FRANKFURT — About eight million people around the world earn their living making cars and trucks. It’s becoming clearer that not all of them will come out of the pandemic with jobs.
The French carmaker Renault announced an emergency cost-cutting plan on Friday that is likely to serve as a grim template for an industry that was in deep trouble even before the coronavirus brought sales nearly to a standstill.
Renault said it would cut nearly 15,000 jobs worldwide, or about 8 percent of its work force, and pull out of China. The company also vowed a drastic reduction in production as it tries to deal with “the major crisis facing the automotive industry.”
Renault has been hit hard by the pandemic. Its sales in the European Union, the company’s most important market, fell almost 80 percent in April, when dealerships were closed and most buyers were not leaving their homes.
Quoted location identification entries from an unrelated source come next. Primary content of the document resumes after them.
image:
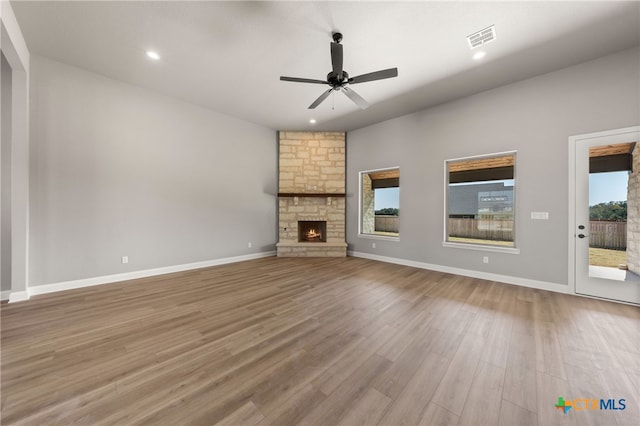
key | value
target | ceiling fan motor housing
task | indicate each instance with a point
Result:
(335, 82)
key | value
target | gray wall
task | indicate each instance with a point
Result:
(5, 178)
(534, 117)
(117, 170)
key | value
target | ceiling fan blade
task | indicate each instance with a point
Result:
(303, 80)
(336, 59)
(376, 75)
(357, 99)
(320, 99)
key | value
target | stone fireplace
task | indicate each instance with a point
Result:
(311, 194)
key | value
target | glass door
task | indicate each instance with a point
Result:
(607, 223)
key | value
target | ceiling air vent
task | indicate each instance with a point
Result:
(482, 37)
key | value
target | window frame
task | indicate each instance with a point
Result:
(479, 246)
(362, 234)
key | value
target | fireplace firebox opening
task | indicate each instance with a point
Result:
(312, 231)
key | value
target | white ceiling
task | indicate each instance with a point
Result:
(228, 56)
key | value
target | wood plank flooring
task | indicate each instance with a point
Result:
(346, 341)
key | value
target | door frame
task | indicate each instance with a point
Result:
(571, 234)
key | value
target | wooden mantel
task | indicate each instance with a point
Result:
(311, 194)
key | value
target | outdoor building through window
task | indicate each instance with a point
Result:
(480, 200)
(380, 202)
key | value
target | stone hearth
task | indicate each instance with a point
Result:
(311, 188)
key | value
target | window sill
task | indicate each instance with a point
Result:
(480, 247)
(379, 237)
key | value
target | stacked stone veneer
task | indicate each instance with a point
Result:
(311, 163)
(633, 214)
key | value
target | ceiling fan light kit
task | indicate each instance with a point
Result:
(339, 79)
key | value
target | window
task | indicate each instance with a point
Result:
(480, 201)
(380, 202)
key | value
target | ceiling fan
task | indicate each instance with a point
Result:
(339, 79)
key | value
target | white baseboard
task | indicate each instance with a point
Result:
(88, 282)
(524, 282)
(19, 296)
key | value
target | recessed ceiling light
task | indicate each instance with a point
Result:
(153, 55)
(479, 55)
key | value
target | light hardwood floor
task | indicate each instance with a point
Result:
(342, 341)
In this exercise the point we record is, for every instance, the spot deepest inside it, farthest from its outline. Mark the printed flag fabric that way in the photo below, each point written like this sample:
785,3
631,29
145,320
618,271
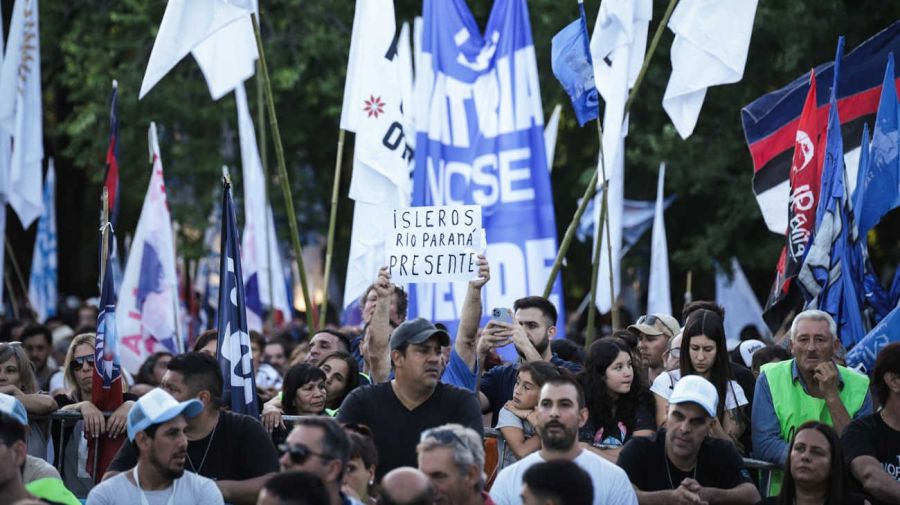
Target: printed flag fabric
825,278
111,178
262,257
147,317
618,45
106,386
382,156
42,291
20,111
233,352
659,295
480,141
710,49
880,191
770,122
571,62
218,33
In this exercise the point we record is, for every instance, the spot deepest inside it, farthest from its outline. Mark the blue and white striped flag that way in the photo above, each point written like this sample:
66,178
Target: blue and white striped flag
234,341
42,282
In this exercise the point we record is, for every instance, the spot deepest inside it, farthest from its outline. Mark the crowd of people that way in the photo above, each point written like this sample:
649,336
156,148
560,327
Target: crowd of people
399,411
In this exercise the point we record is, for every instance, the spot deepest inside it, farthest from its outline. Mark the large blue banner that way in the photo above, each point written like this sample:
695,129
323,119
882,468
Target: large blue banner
479,140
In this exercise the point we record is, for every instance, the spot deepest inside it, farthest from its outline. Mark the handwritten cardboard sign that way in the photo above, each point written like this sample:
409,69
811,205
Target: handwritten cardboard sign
435,244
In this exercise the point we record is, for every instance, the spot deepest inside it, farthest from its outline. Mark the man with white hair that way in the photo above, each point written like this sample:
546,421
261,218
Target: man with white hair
452,456
810,387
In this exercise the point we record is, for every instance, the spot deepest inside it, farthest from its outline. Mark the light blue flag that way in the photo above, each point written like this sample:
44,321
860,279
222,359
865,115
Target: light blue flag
865,352
42,292
570,58
879,190
484,145
826,275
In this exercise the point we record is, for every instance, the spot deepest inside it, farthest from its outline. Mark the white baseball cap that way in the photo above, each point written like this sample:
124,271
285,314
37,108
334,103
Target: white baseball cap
696,389
156,407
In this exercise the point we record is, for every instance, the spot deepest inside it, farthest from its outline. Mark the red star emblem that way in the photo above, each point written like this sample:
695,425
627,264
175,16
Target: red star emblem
374,106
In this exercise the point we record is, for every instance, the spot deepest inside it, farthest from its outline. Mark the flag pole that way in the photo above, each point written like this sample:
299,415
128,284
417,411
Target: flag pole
329,248
282,175
592,185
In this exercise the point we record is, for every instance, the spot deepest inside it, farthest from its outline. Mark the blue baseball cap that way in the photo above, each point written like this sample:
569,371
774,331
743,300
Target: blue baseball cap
13,408
157,407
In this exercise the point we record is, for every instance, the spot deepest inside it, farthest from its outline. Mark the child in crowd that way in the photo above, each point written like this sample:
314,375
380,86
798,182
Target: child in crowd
516,420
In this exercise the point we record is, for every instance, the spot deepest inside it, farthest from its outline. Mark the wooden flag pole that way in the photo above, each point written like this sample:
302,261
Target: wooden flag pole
329,247
282,175
592,185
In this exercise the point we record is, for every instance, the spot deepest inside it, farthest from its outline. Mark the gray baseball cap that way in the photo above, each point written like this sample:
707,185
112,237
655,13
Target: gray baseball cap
417,331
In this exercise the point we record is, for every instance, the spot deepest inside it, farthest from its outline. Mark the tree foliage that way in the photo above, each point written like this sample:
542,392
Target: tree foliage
88,43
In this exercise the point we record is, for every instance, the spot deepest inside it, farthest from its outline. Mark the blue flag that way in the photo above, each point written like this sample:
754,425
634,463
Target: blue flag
481,142
234,355
865,352
570,58
42,291
826,276
879,191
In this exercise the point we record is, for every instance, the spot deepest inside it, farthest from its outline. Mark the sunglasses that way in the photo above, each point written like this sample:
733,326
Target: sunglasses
300,453
78,363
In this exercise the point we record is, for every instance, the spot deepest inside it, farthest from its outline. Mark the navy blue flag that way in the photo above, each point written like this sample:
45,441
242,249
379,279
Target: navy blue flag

“It’s not just Renault,” said Peter Wells, director of the Center for Automotive Industry Research at Cardiff University in Wales. “There are too many factories, too many models, too many dealers. A crisis like this is ruthless in exposing the vulnerabilities of these companies.”
Nissan, Renault’s partner in a global automaking alliance, said Thursday that it would close factories in Indonesia and Spain as it reduces the number of cars it produces by a fifth. The announcement came after Nissan reported a loss for the fiscal year ending in March of 671 billion yen, or $6.3 billion.
Volvo Cars said last month that it would cut 1,300 white-collar jobs in Sweden, its base. Other carmakers, such as Fiat Chrysler and PSA, which makes Peugeot, Citroën and Opel vehicles, will be under pressure to make similar cuts.